I actually prefer chunky peanut butter – I find the smooth too cloying. But then I like crushed rather than creamed mashed potatoes. Make my food life lumpy & textured, I say!
Bummocks, the strikethrough element of the Firefox HTML toolbar failed me.
I actually prefer chunky peanut butter – I find the smooth too cloying. But then I like crushed rather than creamed mashed potatoes. Make my
foodlife lumpy & textured, I say!Oh, for a whole two comments I wondered what a food life was, and decided it was exotic with tropical fruits. And maybe pina coladas and now I have that damn song in my head. And… back to OKCupid thoughts.
What does one do with peanut butter in candies – peanut brittle?
Peanut butter cups mostly, in my case.
“They did have agency. However, they also had unequal information; namely, they had access to compatibility scores that were skewed towards more ‘compatible’ by his strategic choice”
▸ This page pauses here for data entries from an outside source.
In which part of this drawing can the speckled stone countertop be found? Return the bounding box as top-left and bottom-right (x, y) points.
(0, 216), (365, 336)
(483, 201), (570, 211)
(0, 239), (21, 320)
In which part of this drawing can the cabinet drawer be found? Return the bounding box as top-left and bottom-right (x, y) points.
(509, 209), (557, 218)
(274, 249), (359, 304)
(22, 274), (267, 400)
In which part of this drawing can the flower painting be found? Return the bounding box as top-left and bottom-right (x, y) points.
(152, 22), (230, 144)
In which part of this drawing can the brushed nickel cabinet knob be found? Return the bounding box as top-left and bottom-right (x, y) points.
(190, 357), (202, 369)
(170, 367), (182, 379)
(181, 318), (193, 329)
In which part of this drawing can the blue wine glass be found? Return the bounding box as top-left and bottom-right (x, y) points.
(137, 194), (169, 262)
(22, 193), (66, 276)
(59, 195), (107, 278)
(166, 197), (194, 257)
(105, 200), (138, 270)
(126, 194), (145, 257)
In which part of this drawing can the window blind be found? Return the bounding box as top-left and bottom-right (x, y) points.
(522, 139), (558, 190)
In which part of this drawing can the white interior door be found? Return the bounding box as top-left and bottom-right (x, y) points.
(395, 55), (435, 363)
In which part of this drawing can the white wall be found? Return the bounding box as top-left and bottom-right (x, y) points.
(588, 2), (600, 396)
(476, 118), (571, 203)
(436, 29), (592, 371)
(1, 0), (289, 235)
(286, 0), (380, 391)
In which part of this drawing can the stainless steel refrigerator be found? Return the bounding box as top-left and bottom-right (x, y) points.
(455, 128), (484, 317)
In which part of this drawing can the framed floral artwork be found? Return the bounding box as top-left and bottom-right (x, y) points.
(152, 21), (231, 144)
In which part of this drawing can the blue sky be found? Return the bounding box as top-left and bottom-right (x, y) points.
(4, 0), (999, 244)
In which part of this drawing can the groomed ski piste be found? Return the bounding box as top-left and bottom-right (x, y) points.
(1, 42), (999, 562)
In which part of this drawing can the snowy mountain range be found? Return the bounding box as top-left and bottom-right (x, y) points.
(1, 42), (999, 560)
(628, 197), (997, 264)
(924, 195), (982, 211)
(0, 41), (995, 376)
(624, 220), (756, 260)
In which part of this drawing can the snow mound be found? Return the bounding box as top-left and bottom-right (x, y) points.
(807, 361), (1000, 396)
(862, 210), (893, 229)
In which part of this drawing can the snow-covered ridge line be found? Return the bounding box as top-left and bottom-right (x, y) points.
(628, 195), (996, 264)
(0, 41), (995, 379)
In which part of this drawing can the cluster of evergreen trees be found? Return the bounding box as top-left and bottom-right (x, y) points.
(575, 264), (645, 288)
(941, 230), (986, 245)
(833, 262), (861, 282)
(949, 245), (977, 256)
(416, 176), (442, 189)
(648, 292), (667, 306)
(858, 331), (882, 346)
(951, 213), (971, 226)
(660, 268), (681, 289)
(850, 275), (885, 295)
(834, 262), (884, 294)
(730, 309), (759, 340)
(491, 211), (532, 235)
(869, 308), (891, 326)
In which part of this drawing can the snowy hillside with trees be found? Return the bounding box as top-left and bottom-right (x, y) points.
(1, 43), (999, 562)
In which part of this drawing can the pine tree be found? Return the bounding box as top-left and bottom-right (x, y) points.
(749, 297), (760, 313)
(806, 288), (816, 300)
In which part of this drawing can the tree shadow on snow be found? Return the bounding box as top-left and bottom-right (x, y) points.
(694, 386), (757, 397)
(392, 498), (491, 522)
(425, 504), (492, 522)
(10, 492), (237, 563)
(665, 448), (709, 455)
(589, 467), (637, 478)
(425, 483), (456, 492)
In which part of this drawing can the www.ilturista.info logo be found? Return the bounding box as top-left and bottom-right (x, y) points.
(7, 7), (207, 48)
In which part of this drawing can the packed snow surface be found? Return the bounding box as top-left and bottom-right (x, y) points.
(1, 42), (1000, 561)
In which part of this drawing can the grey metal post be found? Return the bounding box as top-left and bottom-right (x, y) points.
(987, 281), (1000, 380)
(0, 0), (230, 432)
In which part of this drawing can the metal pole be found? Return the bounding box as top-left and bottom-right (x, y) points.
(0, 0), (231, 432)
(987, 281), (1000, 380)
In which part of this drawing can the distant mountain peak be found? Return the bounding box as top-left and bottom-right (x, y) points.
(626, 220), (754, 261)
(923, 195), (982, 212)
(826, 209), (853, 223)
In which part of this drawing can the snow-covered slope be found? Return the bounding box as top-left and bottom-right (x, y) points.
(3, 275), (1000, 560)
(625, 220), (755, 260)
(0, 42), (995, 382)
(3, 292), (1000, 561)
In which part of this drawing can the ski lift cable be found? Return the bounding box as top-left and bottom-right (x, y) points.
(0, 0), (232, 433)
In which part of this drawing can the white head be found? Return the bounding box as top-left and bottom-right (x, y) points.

IMO this is “unequal information” on the same level as finding out that a person actually looks worse IRL than on his/her carefully selected photos.
Y.
@agency: Whil trying to get the irony in http://manboobz.com/2014/02/07/dating-by-the-numbers-why-hacking-okcupid-is-a-waste-of-everyones-time/comment-page-5/#comment-417630 I found http://en.wikipedia.org/wiki/Agency_%28philosophy%29#Human_agency – sorry for confusion.
At least the photos do actually show the person. Providing incorrect information to question importance weightings means *giving different information*.
You might have (!) had a point if:
1. people put in photos that were the exact opposite of them with respect to important attributes
*****************AND**********************
2. the compatibility algorithm took photos into account.
Because both of these are *not* true, your analogy fails.
It is *not* the same, QED.
Wow. I’m pretty shallow, and even I wouldn’t put “person looks a bit older/heavier/not as great in strong lighting than they did in their photos” in the same category as “totally incompatible due to trying to bypass screening questions”.
There’s also some important gender stuff that’s not being talked about here in that some of the OKC questions that women often mark as high importance are the ones designed to weed out would-be rapists and abusers. If there’s any possibility that he fudged those answers, that’s very serious indeed, and in a totally difference category of misrepresenting yourself than picking the most flattering photo you can find.
If you look significantly different from your profile photos, that’s dishonest as well. Not sure why you think anyone here is denying that.
Also, Yzek, your horrible grammar is apparently contagious, and for that reason alone I’d rather you find somewhere else to troll.
There is a difference between “a bit” and significant as well, which is why Cassandra’s comment doesn’t contradict mine. If he had changed his compatibility scores “a bit” rather than significantly, he wouldn’t be getting articles about him.
Yep
I am -.- at skeevy men coming here to mansplain how the dude wasn’t being skeevy. Because apparently being skeevy isn’t a thing, it’s just something that our ladybrains all coincidentally agree on for no reason at all. True facts.
It did that to me, too! Way to fix it, if I can remember Myoo’s advice: go to Tools – Add Ons – Extensions and in the Text Formatting one, go to Options and tick Use Systematic HTML (it’s down on the left of the box).
mildlymagnificent – yup, you get the credit! I think we having one of our “stop complaining our weather’s worse than yours” conversations. Must have been in summer. 😛
Kiwi girl – it’s like how creepshaming is TEH WORST and nothing can compare with it for awfulness and humiliation.
It’s just more of the same “women don’t get to have boundaries, and if you think you do let me splain why you’re wrong” crap.
It’s like peanut butter having the nerve to hide itself on the top shelf.
The funny thing about that is that I often just stand on a lower shelf when I want to get something from a high one I can’t reach in stores, and I’ve had dudes get annoyed and ask me why I didn’t just ask them, like I was insulting them by working around my lack of height rather than looking for a big strong man to help me.